Выбрать главу

7 I

Inteligencja jest najzabawniejszym wynalazkiem. Entuzjasta, aktorski szaleniec T. opowiada przez telefon o swoich planach i kompromisach. „A co tam… Jak się dąży do ideału, to można przemycić wartości!”.

Pietuszka przychodzi sfrustrowany z roboty: „Psychiatria to nie medycyna, to odłam chrześcijaństwa”.

Celebruję siebie. Czytam, maluję, oglądam stare francuskie filmy. Pola wyczuła, że mamy wolne. Zastanawiam się, czemu nie kopie, i nagle „bum”! Odpowiedź? Nie dowierzam, po pół godzinie znowu się skupiam i pytam w myślach: „Maleństwo, wszystko w porządku?”. Nie wiem: telepatią czy krwią, przez pępowinę dociera do niej mój niepokój. Z prawej strony, chlupocząc, dochodzi jednoznaczna odpowiedź: „Bum!”.

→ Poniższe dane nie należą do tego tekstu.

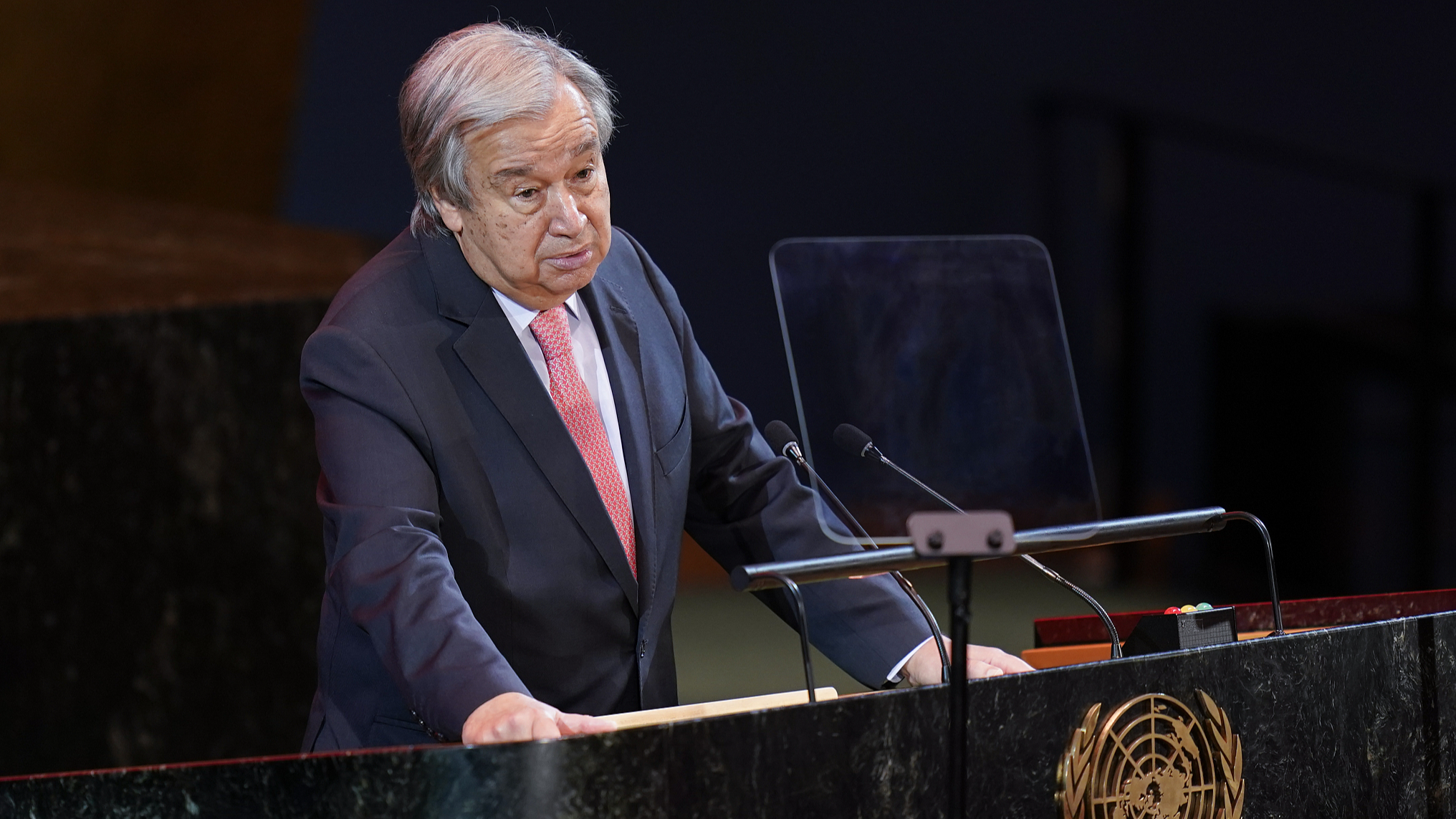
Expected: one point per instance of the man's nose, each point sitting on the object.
(567, 218)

Można kochać swoją wątrobę? Być związanym uczuciowo ze śledzioną? Pola jest w pewien sposób jednym z moich narządów (macierzyństwa?). Była, teraz mogłaby już żyć samodzielnie w szklarni inkubatora. Jest i jej nie ma.

Stuk, stuk i już jest znowu.

10 I

Dwa niewinne kartoniki. Zaglądam do środka. Bilety lotnicze… na dzisiaj.

– Pietuszka…

– Co? Musimy wszystko planować?… Nie udawajmy, jesteśmy zupełnie szurnięci…

– Ale…

– Nikt nie zauważy, nie dzwońmy do rodziny, nie prośmy o podlewanie kwiatów. Cztery dni…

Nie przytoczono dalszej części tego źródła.